If a transplant recipient goes back to work, it can only be a good thing. In the UK, where healthcare is free, going back to work and paying taxes is beneficial to the health of the national economy.

Are there any professions which represent a completely unacceptable risk? There must be some, but I haven't found any yet. If someone wants to go back to farming, they can, so long as they are careful about hand hygiene and are risk averse. The biggest risk is poorly ventilated barns full of animals and dusty straw or Silage. Silage is partially rotted hay which is used widely as feed for over wintering livestock in Europe. It is full of aspergillus spores. The transplant recipient has to make sure that the barn is well ventilated before they enter, or get someone else to do this work for them. There is the possibility of portable ventilation helmets (see below).

Nursing and medicine are also acceptable now that everyone has to wash their hands properly and frequently for Infection Control purposes. Lung recipients will need to take extra care when caring for patients with cystic fibrosis colonised with resistant organisms. One of our recipients wanted to be a Microbiology technician. This was no problem as they are so well trained in terms of safety and even immunocompetant individuals are protected from aerosols by safety cabinets.

A recipient who has been ill all their life (or a very long time) will be keen to visit all those places that they were too poorly to visit before. Most transplant centres provide handbooks about immunisations and water safety. Live vaccines are prohibited which makes travel to or through countries with Yellow Fever impossible.

Canoeing in slow moving water may put folk at risk from Leptospirosis and potholing in bat infested caves would not be safe owing to the risk from fungal infections.

Transplant recipients are more susceptible to food poisoning, so those lovely buffets with luke warm, undercooked dishes may have to be given a miss.

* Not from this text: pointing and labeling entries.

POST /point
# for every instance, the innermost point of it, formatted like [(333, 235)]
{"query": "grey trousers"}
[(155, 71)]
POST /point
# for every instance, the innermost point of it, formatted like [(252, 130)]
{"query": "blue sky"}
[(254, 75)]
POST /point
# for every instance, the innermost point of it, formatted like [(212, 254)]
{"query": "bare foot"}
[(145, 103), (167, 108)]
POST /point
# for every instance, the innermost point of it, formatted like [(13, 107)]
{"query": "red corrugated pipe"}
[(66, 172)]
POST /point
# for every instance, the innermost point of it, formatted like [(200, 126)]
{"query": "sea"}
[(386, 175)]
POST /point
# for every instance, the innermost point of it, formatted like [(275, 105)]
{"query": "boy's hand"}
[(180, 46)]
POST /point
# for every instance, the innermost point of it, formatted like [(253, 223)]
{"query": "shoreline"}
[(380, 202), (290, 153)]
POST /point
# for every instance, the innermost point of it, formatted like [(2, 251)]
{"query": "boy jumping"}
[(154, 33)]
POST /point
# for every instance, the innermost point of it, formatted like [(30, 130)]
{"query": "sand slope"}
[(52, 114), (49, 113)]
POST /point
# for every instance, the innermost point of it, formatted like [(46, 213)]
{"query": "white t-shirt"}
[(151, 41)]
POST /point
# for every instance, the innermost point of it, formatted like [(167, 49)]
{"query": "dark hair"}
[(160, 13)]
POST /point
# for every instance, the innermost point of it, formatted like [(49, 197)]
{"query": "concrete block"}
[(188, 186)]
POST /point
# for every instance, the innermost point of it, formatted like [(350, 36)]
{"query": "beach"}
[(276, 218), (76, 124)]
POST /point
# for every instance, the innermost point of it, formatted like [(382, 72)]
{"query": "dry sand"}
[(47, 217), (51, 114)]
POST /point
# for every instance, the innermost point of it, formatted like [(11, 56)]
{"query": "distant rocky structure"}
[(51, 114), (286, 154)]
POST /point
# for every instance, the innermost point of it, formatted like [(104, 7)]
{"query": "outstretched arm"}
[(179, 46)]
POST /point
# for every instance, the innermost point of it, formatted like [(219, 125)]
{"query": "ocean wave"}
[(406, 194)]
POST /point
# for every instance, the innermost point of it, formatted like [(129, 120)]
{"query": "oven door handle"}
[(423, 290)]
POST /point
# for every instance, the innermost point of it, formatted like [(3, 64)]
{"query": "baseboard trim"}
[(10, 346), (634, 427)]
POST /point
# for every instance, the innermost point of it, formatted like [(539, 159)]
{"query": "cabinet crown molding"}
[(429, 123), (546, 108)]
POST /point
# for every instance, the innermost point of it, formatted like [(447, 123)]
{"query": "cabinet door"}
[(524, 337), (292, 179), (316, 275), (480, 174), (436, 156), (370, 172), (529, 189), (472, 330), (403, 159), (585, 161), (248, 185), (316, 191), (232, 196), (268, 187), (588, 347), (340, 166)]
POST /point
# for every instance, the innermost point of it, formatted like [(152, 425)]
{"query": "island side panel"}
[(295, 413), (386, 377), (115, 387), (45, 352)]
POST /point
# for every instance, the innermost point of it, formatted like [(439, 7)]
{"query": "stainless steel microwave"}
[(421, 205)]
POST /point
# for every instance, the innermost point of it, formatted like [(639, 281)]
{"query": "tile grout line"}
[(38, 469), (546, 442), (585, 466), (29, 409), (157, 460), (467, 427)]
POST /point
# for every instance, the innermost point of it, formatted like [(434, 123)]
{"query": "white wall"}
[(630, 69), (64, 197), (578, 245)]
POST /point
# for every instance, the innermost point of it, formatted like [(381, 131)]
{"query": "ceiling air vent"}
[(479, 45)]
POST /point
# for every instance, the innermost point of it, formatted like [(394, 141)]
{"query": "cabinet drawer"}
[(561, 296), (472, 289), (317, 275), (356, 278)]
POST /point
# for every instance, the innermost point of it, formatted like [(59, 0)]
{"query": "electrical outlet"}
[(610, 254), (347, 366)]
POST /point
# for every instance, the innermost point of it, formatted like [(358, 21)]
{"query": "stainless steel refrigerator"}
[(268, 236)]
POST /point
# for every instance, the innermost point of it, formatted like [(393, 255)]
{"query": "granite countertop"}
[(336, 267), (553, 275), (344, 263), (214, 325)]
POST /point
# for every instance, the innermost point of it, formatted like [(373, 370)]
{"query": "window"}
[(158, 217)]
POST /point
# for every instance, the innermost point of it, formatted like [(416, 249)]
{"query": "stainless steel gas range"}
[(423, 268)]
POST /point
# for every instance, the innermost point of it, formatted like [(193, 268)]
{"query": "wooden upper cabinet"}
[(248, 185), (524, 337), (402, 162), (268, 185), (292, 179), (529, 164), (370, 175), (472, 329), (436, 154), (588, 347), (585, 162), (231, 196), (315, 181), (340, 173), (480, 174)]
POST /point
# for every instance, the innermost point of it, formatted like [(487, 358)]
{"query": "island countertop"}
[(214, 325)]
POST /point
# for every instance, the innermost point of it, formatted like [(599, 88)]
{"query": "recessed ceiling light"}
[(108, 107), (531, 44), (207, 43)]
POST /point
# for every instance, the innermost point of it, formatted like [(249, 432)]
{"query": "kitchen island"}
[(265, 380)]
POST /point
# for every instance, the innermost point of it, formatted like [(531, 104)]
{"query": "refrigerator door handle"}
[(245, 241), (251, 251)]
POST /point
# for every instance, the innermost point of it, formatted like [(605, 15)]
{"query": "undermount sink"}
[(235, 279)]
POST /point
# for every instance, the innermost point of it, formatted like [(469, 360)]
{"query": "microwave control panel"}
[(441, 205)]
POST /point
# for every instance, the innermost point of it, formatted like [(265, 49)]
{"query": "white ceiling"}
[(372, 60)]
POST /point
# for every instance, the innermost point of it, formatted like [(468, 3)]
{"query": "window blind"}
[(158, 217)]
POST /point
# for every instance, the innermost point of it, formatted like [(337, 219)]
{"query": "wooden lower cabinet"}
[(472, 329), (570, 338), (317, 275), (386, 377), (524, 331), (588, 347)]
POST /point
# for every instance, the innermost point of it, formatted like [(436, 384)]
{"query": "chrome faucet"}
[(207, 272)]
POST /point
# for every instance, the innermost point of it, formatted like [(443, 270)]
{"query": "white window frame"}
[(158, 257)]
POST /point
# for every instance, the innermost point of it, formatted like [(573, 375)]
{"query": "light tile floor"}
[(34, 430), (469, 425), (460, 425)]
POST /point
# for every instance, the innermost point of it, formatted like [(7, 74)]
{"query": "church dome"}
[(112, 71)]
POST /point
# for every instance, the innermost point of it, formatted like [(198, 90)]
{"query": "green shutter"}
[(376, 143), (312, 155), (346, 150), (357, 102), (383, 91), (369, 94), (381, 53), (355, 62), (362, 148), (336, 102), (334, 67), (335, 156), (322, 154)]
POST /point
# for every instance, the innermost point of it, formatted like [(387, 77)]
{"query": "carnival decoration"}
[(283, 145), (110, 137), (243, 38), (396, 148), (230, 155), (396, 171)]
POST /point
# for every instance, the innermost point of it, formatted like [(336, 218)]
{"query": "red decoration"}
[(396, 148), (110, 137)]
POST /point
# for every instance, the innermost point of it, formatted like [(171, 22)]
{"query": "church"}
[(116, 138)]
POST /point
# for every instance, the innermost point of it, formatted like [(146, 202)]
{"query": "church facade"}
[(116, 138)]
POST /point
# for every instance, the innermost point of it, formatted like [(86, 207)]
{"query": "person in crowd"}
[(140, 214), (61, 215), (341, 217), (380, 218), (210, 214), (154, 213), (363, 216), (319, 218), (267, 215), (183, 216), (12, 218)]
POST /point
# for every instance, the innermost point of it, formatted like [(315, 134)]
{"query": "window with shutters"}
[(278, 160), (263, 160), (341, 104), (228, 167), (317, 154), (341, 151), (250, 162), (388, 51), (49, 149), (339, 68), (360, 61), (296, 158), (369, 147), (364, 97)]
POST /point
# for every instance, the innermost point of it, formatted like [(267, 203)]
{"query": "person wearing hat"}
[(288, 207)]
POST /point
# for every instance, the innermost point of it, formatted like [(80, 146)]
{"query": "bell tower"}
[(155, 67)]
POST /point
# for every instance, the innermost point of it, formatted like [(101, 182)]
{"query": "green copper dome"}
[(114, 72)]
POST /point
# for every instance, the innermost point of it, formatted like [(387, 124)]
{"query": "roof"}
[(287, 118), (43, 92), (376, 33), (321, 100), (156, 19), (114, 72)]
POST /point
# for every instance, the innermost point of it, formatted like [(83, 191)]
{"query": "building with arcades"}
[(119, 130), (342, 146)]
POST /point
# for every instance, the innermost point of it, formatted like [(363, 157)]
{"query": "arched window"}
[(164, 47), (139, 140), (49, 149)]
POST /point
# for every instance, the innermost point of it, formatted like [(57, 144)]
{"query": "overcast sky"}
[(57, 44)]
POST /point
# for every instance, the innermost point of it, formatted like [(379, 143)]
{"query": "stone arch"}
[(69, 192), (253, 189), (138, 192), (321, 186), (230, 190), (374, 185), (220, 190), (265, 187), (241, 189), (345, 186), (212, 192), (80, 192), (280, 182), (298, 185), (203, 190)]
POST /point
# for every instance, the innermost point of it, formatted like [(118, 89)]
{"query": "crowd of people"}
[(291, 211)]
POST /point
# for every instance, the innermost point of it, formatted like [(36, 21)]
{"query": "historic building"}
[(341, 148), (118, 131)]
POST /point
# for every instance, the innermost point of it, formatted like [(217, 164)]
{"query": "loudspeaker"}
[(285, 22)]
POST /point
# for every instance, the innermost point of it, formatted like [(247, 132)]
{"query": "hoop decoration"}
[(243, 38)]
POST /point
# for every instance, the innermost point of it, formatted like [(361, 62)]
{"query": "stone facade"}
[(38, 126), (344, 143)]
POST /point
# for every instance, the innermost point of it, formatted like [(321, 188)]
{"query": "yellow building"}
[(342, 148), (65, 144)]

There is not much in the transplant literature about sexually transmitted infection, but it must happen. Logic would suggest that that gonorrhoea and chlamydia are more likely to disseminate in the immunocompromised.

links imageNever in my career have I advised a potential transplant recipient that they will have to give up their pets. It's back to good hand hygiene again. Mouth to mouth resuscitation (or French kissing) another mammal may risk colonisation with Capnocytophagia which may cause an overwhelming infection, but it is so rare that it is not worth obsessing about. Animal bites are a completely different issue requiring urgent medical attention, prophylactic antibiotics plus tetanus (+/- rabies) shots.

In the UK some folk like to keep pigeons in dusty lofts. They really become attached to them. This is where the portable exhaust ventilation helmets come in useful.

We want our transplant patients to return to normal life as quickly as possible. Everything we do in life carries a potential risk. The risk of acquiring an infection may be greater in our patients but in the end it comes down to good old fashioned "common sense," something you have either got, or you haven't. If you lack common sense, no rules or protocols are ever going to keep you safe!

Disclosure Statement: The author has no conflicts of interest to disclose.